L'abate Vincenzo D'Avino, nei suoi Cenni del 1848, lo segnò, tra i vescovi di Trivento, al numero 47°, effettivamente nominato vescovo il 23 settembre 1771 e rimasto in carica dall'anno seguente fino alla dipartita, quando Gioacchino «morì in Agnone, e fu sepolto nella chiesa di S. Antonio Abate. Nella lapide della sua tomba si legge questa breve, ma espressiva iscrizione: Hic Joachim Paglione expectat diem resurrectionis».

Nella cronotassi ufficiale della Diocesi di Trivento è poi scritto che il Paglioni «ottenne per i suoi canonici l'uso della cappa magna, fu uno zelante raccoglitore di reliquie ed è sepolto in Agnone, nella chiesa di Sant'Antonio. Insieme a mons. Giuseppe Carafa Spinola e mons. Giuseppe Pitocco si preoccupò di rivalutare le prebende dei canonici e dei mansionari, di ammodernare gli arredi sacri e di curare l'aggiornamento delle linee pastorali in applicazione del Concilio di Trento». Insomma, la Diocesi non fornisce alcuna informazione anagrafica sul suo vescovo di fine XVIII secolo. Altre informazioni le ricaviamo dalla biografia di Pasquale d'Alessandro, duca di Pescolanciano, visto che il 24 dicembre 1787 ottenne il consenso dal vescovo Gioacchino a ricomporre i resti mortali di sant'Alessandro, collocandoli in una urna di vetro nella cappella ducale.

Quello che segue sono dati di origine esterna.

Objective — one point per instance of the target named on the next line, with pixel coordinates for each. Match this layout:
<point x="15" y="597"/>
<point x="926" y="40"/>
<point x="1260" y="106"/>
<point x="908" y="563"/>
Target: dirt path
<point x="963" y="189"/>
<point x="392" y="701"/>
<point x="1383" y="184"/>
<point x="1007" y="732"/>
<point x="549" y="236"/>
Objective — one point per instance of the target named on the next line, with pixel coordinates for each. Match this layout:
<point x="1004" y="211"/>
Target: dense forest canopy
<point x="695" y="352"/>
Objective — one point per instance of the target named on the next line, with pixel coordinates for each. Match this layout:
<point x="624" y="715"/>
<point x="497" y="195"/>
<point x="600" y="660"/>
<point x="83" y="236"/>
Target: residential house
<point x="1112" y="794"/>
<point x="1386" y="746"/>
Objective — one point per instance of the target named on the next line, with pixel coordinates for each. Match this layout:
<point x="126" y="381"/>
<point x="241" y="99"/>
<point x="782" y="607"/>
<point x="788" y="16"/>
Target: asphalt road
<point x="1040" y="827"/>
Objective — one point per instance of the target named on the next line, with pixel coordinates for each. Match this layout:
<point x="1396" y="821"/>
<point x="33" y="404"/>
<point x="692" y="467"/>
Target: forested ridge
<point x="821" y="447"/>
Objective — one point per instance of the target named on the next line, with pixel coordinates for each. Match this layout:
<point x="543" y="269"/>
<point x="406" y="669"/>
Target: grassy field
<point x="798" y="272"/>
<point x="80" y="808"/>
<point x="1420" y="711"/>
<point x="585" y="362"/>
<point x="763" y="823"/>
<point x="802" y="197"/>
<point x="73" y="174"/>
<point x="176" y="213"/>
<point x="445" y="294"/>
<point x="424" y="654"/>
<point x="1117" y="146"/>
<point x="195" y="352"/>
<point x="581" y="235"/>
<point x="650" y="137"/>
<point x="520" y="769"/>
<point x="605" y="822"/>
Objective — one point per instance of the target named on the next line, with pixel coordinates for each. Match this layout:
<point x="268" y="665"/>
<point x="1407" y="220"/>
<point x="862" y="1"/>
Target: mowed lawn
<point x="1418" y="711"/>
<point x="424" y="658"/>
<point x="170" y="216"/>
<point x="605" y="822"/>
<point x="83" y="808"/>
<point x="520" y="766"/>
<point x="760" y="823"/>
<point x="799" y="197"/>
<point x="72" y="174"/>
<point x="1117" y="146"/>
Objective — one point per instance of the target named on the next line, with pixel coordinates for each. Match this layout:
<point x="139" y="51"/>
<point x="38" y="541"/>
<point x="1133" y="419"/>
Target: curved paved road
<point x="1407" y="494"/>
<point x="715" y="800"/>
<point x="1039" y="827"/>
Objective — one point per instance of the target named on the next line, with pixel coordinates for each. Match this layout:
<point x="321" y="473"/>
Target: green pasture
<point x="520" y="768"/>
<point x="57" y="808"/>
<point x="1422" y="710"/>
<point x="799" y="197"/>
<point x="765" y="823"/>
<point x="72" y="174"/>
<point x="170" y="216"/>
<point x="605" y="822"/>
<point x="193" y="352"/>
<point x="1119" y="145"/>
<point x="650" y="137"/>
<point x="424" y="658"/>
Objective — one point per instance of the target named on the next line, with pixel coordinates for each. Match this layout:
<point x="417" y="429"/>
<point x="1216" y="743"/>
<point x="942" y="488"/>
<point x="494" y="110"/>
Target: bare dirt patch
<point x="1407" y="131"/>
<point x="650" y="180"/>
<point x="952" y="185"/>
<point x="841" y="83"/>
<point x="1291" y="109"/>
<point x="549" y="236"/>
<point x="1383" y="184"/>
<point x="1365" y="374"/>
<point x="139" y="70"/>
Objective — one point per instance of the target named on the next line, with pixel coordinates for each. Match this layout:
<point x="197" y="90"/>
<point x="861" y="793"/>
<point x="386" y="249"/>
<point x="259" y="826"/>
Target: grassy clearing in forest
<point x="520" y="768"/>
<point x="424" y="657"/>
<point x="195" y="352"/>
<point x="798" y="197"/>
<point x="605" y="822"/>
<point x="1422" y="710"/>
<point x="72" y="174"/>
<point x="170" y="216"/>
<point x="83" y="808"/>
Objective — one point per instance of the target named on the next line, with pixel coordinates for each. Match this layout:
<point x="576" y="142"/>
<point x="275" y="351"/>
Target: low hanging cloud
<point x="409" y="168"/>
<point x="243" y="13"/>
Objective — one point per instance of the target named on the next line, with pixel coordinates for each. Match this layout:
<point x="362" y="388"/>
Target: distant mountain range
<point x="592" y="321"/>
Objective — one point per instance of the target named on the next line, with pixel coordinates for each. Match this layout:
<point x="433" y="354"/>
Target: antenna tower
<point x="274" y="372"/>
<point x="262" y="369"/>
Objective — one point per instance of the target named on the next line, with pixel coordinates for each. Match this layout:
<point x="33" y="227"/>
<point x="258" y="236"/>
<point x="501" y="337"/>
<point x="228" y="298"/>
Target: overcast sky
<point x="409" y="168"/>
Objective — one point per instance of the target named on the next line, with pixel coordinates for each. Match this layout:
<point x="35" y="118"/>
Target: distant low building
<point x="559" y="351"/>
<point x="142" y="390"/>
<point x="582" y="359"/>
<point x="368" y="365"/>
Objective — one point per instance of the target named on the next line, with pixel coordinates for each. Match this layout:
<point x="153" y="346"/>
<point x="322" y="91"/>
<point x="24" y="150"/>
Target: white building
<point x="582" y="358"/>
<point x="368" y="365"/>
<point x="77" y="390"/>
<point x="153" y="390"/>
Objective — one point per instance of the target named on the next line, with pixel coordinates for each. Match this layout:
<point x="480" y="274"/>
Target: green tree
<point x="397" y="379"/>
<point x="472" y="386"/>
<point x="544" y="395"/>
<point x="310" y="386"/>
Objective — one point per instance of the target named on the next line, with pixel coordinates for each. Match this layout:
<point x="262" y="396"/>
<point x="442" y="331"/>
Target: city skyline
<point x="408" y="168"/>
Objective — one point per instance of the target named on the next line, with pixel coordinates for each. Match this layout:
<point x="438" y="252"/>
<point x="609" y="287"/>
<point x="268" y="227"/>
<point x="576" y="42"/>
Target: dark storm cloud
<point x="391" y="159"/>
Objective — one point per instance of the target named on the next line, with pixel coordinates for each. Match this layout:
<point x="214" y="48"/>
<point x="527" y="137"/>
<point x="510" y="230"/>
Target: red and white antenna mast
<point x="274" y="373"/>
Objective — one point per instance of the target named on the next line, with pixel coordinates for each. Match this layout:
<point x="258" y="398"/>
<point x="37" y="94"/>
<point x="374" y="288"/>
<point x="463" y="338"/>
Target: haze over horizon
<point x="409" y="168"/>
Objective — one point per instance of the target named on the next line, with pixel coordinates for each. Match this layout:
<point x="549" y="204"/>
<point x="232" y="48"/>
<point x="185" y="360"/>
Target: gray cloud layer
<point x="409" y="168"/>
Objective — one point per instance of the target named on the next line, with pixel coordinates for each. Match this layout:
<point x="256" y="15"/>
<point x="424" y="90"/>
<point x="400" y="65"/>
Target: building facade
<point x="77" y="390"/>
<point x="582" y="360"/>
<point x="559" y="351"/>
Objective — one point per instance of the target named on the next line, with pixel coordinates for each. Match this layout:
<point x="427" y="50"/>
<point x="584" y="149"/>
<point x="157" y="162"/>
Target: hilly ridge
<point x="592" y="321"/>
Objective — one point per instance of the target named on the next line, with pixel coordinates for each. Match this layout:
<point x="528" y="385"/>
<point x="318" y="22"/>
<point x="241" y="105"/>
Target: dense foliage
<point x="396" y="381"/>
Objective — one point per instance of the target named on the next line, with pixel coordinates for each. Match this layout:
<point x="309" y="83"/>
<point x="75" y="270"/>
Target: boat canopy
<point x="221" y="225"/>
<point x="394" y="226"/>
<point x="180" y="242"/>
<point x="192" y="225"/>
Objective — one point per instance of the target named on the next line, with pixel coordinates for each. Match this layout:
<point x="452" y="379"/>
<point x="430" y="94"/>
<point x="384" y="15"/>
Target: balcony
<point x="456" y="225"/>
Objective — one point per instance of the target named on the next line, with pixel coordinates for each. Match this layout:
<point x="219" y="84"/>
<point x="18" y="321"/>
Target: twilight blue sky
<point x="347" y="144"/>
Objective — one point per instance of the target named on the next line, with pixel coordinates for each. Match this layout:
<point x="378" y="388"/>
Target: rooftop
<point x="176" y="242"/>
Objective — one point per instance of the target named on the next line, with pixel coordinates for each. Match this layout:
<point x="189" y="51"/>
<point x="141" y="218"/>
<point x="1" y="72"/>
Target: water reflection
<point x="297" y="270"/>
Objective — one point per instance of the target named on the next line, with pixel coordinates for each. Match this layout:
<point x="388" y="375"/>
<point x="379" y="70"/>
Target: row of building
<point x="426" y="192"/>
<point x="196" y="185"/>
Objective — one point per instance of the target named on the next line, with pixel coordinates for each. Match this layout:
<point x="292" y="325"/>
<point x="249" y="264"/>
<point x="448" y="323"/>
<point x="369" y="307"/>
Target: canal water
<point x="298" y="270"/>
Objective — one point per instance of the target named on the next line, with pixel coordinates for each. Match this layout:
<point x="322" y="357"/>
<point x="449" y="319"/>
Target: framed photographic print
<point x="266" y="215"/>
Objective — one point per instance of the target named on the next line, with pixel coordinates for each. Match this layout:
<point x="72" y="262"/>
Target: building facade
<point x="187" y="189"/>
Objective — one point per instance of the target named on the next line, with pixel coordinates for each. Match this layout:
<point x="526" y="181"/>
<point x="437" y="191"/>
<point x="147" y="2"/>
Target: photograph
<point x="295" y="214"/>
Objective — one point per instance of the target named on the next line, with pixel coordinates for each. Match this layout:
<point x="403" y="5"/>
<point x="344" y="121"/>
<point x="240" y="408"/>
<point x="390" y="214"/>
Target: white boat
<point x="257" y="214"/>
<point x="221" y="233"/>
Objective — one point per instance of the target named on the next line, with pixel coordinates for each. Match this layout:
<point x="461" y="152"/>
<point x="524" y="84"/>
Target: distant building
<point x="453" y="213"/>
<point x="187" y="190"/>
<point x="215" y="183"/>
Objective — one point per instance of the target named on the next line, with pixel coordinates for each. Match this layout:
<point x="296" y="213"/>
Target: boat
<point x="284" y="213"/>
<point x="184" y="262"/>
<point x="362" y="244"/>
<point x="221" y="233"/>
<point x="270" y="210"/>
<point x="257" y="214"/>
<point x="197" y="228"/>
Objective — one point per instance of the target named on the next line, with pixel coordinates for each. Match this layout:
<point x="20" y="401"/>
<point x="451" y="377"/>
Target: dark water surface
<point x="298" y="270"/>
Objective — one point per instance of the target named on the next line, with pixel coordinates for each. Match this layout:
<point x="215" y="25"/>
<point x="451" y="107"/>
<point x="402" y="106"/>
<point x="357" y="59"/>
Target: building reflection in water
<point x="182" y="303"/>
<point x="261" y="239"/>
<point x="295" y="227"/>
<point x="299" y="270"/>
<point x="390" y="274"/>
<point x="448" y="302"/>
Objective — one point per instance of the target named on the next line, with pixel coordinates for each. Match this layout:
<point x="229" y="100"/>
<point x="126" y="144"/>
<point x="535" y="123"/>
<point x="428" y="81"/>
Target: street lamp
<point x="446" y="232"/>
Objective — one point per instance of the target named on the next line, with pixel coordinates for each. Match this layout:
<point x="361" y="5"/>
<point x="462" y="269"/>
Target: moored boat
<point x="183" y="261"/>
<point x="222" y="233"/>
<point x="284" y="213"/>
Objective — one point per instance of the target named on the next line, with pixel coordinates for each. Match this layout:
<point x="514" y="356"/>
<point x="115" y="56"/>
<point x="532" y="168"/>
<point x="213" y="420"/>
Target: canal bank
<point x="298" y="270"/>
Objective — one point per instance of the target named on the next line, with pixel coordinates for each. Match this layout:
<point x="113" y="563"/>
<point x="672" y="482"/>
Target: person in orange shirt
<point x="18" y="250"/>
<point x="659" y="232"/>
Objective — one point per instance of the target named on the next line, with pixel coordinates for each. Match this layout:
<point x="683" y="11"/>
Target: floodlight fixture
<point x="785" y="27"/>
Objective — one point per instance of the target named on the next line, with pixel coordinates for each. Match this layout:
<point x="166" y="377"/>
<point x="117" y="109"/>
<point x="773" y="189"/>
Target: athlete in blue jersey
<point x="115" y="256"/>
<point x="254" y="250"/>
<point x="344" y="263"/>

Per scoprire il luogo d'origine del Vescovo dobbiamo quindi affidarci al cosiddetto Cracas, un periodico ecclesiastico che veniva stampato a Roma nel XVIII secolo e che informava la popolazione della Capitale della Cristianità su tutto ciò che combinava il clero. In qualsiasi edizione del Cracas tra il 1775 e il 1790 il vescovo Gioacchino Paglioni risulta nato a Civita Reale in diocesi di Rieti. Questo significa che la cittadina di Cittareale (RI), a quel tempo posta sulla dogana tra lo Stato della Chiesa e il Regno di Napoli, produsse un prelato poi collocato a Trivento.

Ma allora perché Giovanni Paglione, che quando vestiva i panni del giornalista era accurato nelle ricerche e nelle fonti, lo inserì tra i religiosi capracottesi? E perché se Gioacchino viveva a Trivento, morì ad Agnone? Alla prima domanda è quasi impossibile rispondere, ma è probabile che Giovanni Paglione abbia consultato i Cenni del D'Avino e, vedendo quel cognome a lui familiare, abbia deciso di farlo suo. Per quanto riguarda la seconda domanda, dirò invece che Gioacchino Paglioni nutriva certamente un forte attaccamento con l'Atene del Sannio, prova ne sia l'altare maggiore della Chiesa di S. Antonio, che «reca nel retro una lapide che ricorda il restauro dell'edificio ad opera del vescovo di Trivento Gioacchino Paglioni nel 1782». Probabilmente egli era così legato a quella chiesa da volervi essere sepolto. Ma siccome non è pensabile che la sua salma sia stata trasportata da Trivento ad Agnone, o Gioacchino si trasferì nella cittadina altomolisana presagendo la fine o si trovò a morirvi per combinazione, essendo egli un instancabile pellegrino sin da quando era abate.


Francesco Mendozzi

 

Bibliografia di riferimento:

  • D. Ambrasi, Riformatori e ribelli a Napoli nella seconda metà del Settecento. Ricerche sul giansenismo napoletano, Regina, Napoli 1979;

  • V. Casale, "Perfezionare tutti li colori delle pietre": il commesso marmoreo in Abruzzo e Molise, in V. Casale, Cosimo Fanzago e il marmo commesso fra Abruzzo e Campania nell'età barocca, Colacchi, L'Aquila 1995;

  • V. D'Avino, Cenni storici sulle chiese arcivescovili, vescovili, e prelatizie (nullius) del Regno delle Due Sicilie, Ranucci, Napoli 1848;

  • G. Cappelletti, Le chiese d'Italia dalla loro origine sino ai nostri giorni, libro XXI, Antonelli, Venezia 1870;

  • F. Mendozzi, Guida alla letteratura capracottese, voll. I e II, Youcanprint, Tricase 2016-2017;

  • G. Moroni Romano, Dizionario di erudizione storico-ecclesiastica da S. Pietro sino ai nostri giorni, libro LXXXI, Tip. Emiliana, Venezia 1861;

  • A. Mosca, Monografia su Caprasalva (Capracotta), Lampo, Campobasso 1966;

  • N. Mosca, Libro delle memorie, o dei ricordi, Capracotta 1742-1947.

  • Notizie per l'anno MDCCLXXV, Cracas, Roma 1775;

  • F. Venturi, Settecento riformatore. La Chiesa e la Repubblica dentro i loro limiti (1758-1774), Einaudi, Torino 1998.